Even better, much of this process could be automated. Economic democracy has the potential to be terribly time-consuming. Everyone should have the opportunity to participate in the decisions that most affect them, but nobody wants to make every decision. Nick Srnicek and Alex Williams offer one possible solution: rather than subject every last detail of the economy to democratic deliberation, we could come up with our preferred outcomes—“energy input, carbon output, level of inequality, level of research investment and so on”—and let the algorithms worry about how to get there.
This is an excellent future, and an entirely feasible one. But it’s far from guaranteed. Transparency, coordination, automation—if these have democratic possibilities, they have authoritarian ones as well.
China is likely to be the innovator in this respect. The government is developing a “Social Credit System” that uses big data to rate citizens’ “trustworthiness.” China also happens to be investing heavily in big data and artificial intelligence, which suggests that more sophisticated forms of surveillance and control will soon emerge.
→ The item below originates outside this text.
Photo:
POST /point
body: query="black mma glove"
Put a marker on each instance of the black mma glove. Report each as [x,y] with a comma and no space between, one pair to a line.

Technology helps set the parameters of possibility. It frames our range of potential futures, but it doesn’t select one for us. The potential futures framed by big data have a particularly wide range: they run from the somewhat annoying to the very miserable, from the reasonably humane to the delightfully utopian. Where we land in this grid will come down to who owns the machines, and how they’re used—a matter for power, and politics, to decide.